Geht es um seltsam benannte Titel aus dem deutschsprachigen Raum, so fällt mit Sicherheit der Name Gabor Schablitzki. So jedenfalls heißt der Thüringer Produzent Robag Wruhme, sofern man seinen Vornamen rückwärts liest und sich außerdem auf die kauzigen Fantasie-Wörter seiner Musik einlässt. Bei dieser ist Gabor nämlich nicht minder kreativ, wie sich anhand einer ordentlichen Palette von Titeln zeigt. Besonders als Teil des DJ-Duos Wighnomy Brothers, welches er gemeinsam mit Monkey Maffia alias Sören Bodner ganze 17 Jahre bis zum Ende 2009 mehr als erfolgreich am Leben hielt, sollte Gabor einen enormen Bekanntheitsgrad erlangen. Interessant ist hier auch, dass Gabor – obwohl sie als die Brüder genannt wurden – schon immer der alleinige Produzent gewesen sein soll. Remixe für Slam oder Minilogue aus seiner Feder wurden beachtliche Hits und ebenso beachtlich war auch sein Spektrum an Musik unter verschiedensten Namen. 2004 war es dann endlich soweit; Gabor debütierte mit seinem Album „Wuzzelbud KK“ auf dem Freude am Tanzen-Unterlabel Musik Krause, das aus experimentellem bis wuchtigem Minimalismus und sogar einer astreinen Pop-Nummer namens „K.T.B.“ bestand.

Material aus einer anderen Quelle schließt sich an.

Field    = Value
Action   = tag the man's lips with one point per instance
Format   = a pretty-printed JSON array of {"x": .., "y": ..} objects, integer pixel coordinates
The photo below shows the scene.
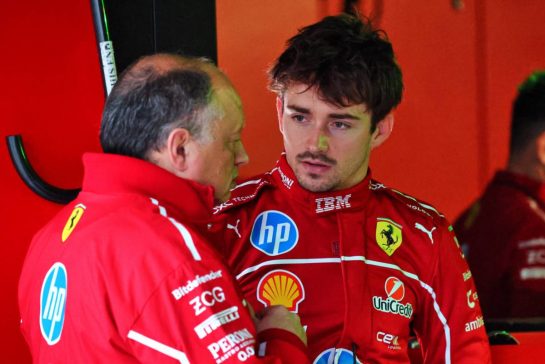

Ganze sieben Jahre sind seitdem vergangen. Sein aktuelles Album „Thora Vukk“, das nun auch schon seit ein paar Wochen auf DJ Kozes Pampa Records zu haben ist, knüpft allerdings eben nicht dort an wo man es wohl vermutet hätte. Beim ersten, zweiten und auch dritten Durchhören muss man leider feststellen und zugeben, etwas mehr erwartet zu haben. Denn abgesehen davon, das Gabors Konzeptalbum wie wirklich erwachsene elektronische Chill- und Tanzmusik klingt, bleibt erstmals das Neue und Besondere auf der Strecke. Gerade wenn wie bei „Bommsen Böff“ der Name des Labelbetreibers (also Koze) ebenfalls auftaucht, steigt die Erwartungshaltung schließlich ins Unermessliche. Herausgekommen ist sicherlich – und das gilt für alle zwölf Werke auf „Thora Vukk“- erstklassig produzierte Musik. Neuartiges lässt das Konzept-Album allerdings ein wenig vermissen.
Genau aus diesem Grunde gammelte das Album einige Tage vor sich hin, bevor mir persönlich immer wieder Teile daraus im Kopf herumschwirrten und mir langsam klar wurde, wieso ich nicht wie erhofft vor Freude beim ersten Hören aus den Latschen gekippt bin. Die warmen Melodien von Titeln wie dem Opener „Wupp Dek“ oder „Pnom Gobal“ verschmelzen zwar mit viel Liebe und leicht dadaistischen Vocals zu einem Album voller akustischem Sonnenschein. Auch die Übergänge, welche als „Brücke eins“ bis „Brücke fünf“ betitelt sind, lassen immer nochmals kurz die Thematiken aufschimmern und bieten ein paar verschrobene Soundsspielereien, sind aber dabei weniger ausgefallen als es ein Wruhme gekonnt hätte. Das ganze Album lädt eigentlich perfekt zum Gemecker auf hohem Niveau ein. Schöne Piano-Melodien wie in „Tulpa Ovi“ oder „Prognosen Bomm“ und durchgehend fantastische Arrangements sind nämlich nur ein Bruchteil dessen, was man erwartet hätte.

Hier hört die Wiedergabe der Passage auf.